Yes. The outcome is the same. The problem that I'm trying to overcome
is that when nothing is selected (SelectedItems.Count == 0), I disable
some controls on the form. When the second SelectedIndexChanged event
fires, the controls are reenabled. This creates an ugly blinking
effect that I want to stop.
 
S

Stephany Young

OK! That gives a much better idea of what you're after.

What I would be inclined to do is have 2 boolean variables with class scope,
initialize them to false and set them conditionally in the ListView
SelectedIndexChanged event handler. I would only start the timer if
SelectedItems.Count = 0:

If ListView1.SelectedItems.Count = 0 Then
m_notselected = True
Timer1.Enabled = True
Else
m_selected = True
End If

In the Timer Tick event handler, check the flags. Take your action if they
are in the right state. Reset the flags regardless of the state.

Timer1.Enabled = False

If m_notselected AndAlso m_selected Then
DisableTheControls()
ElseIf m_notselected Then
EnableTheControls()
End If

m_notselected = False

m_selected = False

This way you don't have to worry whether or not the Timer is already
'active'.

I would also do some timeing tests to see what the latency is between the
first and second firing of the ListView SelectedIndexChanged event and make
sure that the Interval property of the Timer was set to a value that would
allow both 'firings' to occur but still allow the desired action to happen
in a timely manner.
 
A

anonymous.user0

Yes, this is what I've done. As I stated in my first post, I just
think it's a little fragile, and want to find a more robust solution.
As none seems to exist, I'll probably just stick with this solution.
The consequences of iit failing isn't that great.
 
S

Stephany Young

Aer you saying that you have changed it to something like I described or are
you saying that what I described is what you had in the first place? If it
is the latter then that is NOT how you described it in your original post.
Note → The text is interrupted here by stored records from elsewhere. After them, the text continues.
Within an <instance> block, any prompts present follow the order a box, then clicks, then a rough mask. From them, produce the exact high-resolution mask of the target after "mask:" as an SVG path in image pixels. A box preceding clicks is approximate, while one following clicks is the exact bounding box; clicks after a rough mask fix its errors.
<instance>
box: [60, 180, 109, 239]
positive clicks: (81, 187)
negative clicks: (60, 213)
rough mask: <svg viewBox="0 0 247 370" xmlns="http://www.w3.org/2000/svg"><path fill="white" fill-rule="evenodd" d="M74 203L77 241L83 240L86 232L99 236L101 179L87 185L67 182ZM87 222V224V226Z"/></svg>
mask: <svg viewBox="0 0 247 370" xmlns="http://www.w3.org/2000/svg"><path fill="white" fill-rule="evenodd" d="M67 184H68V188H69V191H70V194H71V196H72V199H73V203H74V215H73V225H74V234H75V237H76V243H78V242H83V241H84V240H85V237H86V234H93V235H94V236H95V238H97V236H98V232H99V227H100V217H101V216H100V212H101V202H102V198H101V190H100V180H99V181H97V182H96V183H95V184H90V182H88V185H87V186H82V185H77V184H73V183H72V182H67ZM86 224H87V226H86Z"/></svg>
I'm wondering what makes you think that it's 'a little fragile'?

Have you carried out timing tests? If so, the when the event 'fires twice',
how many milliseconds are there, on average, between the first and second
'firings'?

On my hardware the average is 0.023 milliseconds or 23 microseconds. When
the timer fires (100 ms), it takes, on average, 11 milliseconds to toggle
the enabled state of 50 controls, some of whch are nested.

This means, on my hardware, that the desired operations are well and truly
over by the time the timer could possibly fire again, even if was re-enabled
imediately after it fired the first time.

The only question that remains is, how many seperate items in a listview can
a user select per second. If it 10 or more then the interval of the timer
needs to be reduced, but I would argue that human response time would
probably not allow as many as 10 per second.
 
A

anonymous.user0

My exact code is as follows, this is in a custom ListView that inherits
from the standard ListView:

private bool selectedIndexChangedTimerIsRunning = false;

protected override void OnSelectedIndexChanged(EventArgs e){
if(!selectedIndexChangedTimerIsRunning && this.SelectedItems.Count ==
0){
selectedIndexChangedTimer.Start();
selectedIndexChangedTimerIsRunning = true;
}else{
base.OnSelectedIndexChanged(e);
}
}

private void selectedIndexChangedTimer_Tick(object sender, EventArgs
e){
selectedIndexChangedTimer.Stop();
selectedIndexChangedTimerIsRunning = false;
base.OnSelectedIndexChanged(e);
}

The reason I consider this "fragile" is the use of a timer. I don't
like non deterministic things. But, as I said, the consequences of a
failure of quite minor.
 
L

lynnGasch

Is this what you decided to go with? I was thinking about the same
approach when I ran across your post, and I hadn't really given any
thought to the granularity of the timer interval versus how quickly the
user can select items. Although in our case, we can prevent the flicker
by just consuming the item selection when 0 items selected but we want
to enforce that something is always selected. If the selection-removal
event is not followed by a selection event, then we want to
programmatically select an item.
 
A

anonymous.user0

Yeah, this is the method I used. I created a new ListView control that
inherits from the Windows.Forms ListView and has this new behaviour.
Haven't had any problems with it so far.